What the online corgi world looks like in real life

Gatsby’s internet fame is part of a much larger corgi culture that already exists offline. Fort Collins, Colorado, has turned that love into an annual spectacle with Tour de Corgi, a corgi meet-up and carnival parade through Old Town Fort Collins. The 2025 event was scheduled for Saturday, October 4, 2025, and organizers advertised 300-plus corgis, which tells you everything about how quickly a breed can become a community anchor when enough people decide to gather around it.

Tour de Corgi also shows how fandom becomes infrastructure. Its proceeds benefit 4 Paws Pet Pantry, Colorado Corgis and Friends Rescue, and Bandit’s K9Care, so the event is not only about costumes and spectacle, but also about support networks for dogs and the people who care for them. That is the same social current Gatsby rides online: a breed starts as a personal choice, then becomes a shared language for owners, fosters, rescues, and fans.

The part viral dog stories do not always show

Gatsby’s appeal is inseparable from the hard side of living with a dog who has become part of a family’s public identity.

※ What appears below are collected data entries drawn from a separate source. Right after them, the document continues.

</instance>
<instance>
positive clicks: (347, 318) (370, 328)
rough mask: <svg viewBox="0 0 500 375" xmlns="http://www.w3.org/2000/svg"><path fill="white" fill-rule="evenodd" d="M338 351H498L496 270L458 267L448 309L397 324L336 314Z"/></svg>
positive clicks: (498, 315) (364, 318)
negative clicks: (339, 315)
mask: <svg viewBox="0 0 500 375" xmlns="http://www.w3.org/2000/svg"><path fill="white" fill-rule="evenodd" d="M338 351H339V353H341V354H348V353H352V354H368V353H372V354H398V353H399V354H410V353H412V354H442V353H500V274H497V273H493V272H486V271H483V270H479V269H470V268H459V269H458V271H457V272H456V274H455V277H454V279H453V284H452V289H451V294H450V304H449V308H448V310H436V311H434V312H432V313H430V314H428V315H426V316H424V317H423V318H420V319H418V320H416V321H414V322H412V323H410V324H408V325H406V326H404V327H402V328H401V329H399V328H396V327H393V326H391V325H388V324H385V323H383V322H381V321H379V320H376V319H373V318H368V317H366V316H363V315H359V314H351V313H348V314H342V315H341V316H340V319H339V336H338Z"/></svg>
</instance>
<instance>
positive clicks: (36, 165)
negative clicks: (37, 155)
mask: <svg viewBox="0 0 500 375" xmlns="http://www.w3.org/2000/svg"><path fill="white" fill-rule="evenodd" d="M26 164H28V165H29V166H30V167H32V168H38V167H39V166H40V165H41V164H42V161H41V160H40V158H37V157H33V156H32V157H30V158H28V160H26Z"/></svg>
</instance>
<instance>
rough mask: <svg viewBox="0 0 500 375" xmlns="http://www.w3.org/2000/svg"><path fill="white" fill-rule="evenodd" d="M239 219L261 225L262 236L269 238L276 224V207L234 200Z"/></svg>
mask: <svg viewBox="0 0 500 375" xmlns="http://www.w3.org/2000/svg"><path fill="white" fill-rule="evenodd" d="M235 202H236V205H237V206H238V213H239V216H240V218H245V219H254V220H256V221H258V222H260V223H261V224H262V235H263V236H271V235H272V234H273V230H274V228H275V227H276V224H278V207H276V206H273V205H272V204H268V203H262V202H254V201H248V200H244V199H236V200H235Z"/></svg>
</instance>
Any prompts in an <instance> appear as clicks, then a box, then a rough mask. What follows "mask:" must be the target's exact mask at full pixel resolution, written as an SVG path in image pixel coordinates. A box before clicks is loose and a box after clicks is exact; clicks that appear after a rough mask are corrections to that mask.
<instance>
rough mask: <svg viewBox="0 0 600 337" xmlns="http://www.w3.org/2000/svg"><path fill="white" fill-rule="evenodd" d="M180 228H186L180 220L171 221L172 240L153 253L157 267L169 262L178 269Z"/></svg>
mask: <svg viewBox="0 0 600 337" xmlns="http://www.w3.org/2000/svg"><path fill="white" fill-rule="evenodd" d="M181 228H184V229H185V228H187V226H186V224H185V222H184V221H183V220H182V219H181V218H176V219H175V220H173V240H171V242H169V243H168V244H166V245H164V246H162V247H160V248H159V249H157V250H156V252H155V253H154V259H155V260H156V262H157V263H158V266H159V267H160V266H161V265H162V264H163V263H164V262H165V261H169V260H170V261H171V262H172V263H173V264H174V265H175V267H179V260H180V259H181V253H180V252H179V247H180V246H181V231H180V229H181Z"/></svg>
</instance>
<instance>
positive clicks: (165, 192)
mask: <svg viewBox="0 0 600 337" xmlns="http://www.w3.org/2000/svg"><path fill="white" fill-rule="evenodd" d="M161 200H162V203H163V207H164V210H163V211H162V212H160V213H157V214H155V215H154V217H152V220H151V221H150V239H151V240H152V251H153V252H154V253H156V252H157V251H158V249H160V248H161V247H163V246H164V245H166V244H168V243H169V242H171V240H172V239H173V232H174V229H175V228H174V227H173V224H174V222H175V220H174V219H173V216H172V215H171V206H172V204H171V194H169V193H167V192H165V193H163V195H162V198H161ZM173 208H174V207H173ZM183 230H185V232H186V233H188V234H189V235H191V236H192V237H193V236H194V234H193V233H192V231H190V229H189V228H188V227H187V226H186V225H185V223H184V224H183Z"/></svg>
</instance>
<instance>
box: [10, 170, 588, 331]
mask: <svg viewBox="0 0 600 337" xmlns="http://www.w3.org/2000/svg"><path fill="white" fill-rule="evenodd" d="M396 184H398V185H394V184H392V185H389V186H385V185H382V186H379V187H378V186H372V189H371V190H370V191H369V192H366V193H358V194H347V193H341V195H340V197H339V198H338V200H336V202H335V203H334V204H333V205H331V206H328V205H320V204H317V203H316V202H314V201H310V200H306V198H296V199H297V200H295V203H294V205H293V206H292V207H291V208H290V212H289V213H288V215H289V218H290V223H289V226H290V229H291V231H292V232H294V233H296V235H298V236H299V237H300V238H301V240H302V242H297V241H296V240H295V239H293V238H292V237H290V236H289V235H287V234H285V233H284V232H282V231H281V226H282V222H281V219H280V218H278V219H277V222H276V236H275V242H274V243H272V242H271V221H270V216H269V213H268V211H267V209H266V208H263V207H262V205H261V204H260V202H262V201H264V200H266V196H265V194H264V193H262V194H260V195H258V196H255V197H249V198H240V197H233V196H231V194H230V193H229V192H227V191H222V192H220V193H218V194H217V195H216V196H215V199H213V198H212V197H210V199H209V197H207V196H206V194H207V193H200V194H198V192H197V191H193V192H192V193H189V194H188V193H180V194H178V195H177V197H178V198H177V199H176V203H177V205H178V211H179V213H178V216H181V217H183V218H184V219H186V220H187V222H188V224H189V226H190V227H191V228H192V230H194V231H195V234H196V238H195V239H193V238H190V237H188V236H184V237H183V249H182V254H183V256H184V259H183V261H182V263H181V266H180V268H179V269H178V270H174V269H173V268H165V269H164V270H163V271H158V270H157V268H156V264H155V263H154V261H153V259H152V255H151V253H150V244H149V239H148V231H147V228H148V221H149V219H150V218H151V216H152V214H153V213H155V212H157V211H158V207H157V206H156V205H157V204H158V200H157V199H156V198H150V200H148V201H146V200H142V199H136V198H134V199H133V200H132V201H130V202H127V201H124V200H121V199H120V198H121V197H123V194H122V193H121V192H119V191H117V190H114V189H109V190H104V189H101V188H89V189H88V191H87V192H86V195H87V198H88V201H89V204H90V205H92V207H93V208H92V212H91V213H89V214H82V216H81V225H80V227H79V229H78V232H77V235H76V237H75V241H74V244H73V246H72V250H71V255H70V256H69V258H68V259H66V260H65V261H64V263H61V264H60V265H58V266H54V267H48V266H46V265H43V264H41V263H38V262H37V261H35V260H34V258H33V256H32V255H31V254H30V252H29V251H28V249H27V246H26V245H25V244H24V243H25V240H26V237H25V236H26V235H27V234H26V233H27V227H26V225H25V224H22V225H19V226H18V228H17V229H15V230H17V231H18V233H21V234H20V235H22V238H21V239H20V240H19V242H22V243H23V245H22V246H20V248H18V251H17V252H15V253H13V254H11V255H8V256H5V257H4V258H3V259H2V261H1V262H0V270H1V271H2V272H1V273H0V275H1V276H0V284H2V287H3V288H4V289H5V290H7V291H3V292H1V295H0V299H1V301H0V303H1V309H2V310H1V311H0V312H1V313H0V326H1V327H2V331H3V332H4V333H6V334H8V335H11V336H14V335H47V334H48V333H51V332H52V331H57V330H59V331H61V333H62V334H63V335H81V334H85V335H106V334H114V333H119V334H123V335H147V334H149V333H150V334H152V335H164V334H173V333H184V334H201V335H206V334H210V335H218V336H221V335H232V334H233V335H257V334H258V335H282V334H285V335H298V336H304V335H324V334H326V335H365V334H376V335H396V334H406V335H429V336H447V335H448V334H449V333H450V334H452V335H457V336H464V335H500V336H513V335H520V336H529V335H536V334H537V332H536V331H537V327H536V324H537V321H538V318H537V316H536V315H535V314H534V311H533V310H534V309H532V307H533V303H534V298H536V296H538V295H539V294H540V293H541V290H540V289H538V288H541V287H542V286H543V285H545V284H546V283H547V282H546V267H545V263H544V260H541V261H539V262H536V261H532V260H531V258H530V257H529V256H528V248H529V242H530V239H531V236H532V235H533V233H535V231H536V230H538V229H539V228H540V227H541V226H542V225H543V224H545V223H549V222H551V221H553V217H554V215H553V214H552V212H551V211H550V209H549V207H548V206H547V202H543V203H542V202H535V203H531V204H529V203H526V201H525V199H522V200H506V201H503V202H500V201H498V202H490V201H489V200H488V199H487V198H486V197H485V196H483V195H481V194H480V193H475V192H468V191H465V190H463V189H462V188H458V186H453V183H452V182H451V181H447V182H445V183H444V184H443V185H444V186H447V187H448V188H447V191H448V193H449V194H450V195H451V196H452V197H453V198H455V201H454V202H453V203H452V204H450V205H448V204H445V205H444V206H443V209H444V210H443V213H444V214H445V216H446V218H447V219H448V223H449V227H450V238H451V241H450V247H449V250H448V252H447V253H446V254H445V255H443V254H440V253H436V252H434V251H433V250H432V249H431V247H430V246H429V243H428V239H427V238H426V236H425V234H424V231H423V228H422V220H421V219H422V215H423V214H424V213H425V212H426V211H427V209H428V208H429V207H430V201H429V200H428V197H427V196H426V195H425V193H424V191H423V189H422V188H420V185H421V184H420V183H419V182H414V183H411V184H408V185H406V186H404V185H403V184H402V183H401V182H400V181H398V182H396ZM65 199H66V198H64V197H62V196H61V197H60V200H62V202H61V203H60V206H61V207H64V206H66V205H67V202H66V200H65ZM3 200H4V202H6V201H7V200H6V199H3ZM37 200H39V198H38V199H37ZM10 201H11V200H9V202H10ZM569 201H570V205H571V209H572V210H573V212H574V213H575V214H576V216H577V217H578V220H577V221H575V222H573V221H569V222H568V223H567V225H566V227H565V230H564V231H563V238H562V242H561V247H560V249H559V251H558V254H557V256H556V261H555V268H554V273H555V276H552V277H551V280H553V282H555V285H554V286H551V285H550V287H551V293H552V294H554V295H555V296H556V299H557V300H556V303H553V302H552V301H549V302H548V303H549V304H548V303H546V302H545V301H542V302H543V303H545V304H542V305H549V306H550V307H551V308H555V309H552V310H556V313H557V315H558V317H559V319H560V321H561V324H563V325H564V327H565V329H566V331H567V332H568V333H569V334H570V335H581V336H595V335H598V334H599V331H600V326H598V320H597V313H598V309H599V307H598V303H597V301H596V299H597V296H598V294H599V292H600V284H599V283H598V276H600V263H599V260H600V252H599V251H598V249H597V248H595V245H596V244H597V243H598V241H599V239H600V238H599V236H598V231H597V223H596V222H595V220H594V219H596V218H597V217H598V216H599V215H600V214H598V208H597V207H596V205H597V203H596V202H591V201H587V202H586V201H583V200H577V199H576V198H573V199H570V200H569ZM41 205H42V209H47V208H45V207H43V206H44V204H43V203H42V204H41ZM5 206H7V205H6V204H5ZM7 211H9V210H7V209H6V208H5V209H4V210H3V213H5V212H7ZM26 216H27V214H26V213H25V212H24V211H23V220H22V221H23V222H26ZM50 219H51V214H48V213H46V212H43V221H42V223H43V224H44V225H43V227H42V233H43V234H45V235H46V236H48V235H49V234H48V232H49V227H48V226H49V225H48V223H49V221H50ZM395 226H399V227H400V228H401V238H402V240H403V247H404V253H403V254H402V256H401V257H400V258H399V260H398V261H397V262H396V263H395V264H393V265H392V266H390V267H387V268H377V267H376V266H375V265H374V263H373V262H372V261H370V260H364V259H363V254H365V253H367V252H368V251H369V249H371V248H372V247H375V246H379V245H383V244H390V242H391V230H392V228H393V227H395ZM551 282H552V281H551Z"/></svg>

Lung has spent years managing worry, treatment, and uncertainty after Gatsby was diagnosed with nasal cancer in 2022 and later faced adrenal cancer that required surgery. The dog has continued to beat the odds, but the point is not only survival. It is the way a beloved, high-profile pet becomes woven into daily routines, emotional resilience, and the long arc of caregiving.

Notable Corgi Numbers
Data visualization chart

That is why Gatsby matters to the hyperenergetic-dog community in a deeper way than a simple viral-pet roundup. His story links breed appeal, online fandom, and the realities of loving a dog whose life is both public and vulnerable. The same energy that makes a Corgi feel irresistible on video also asks for commitment when the camera is off.

What Gatsby leaves behind for the corgi crowd

Gatsby is a reminder that some dogs do more than entertain. They shape how a breed is seen, help new owners find their way into a community, and create a sense of identity that stretches well beyond one living room in the Bay Area. That is the power behind the viral clips, the 25 million views, and the strangers who say they brought home a Corgi because they watched one online.

In the end, Gatsby’s influence lands exactly where it began: with one small, lively dog in one family, then radiating outward until a whole breed feels a little more visible, a little more desirable, and a lot more connected.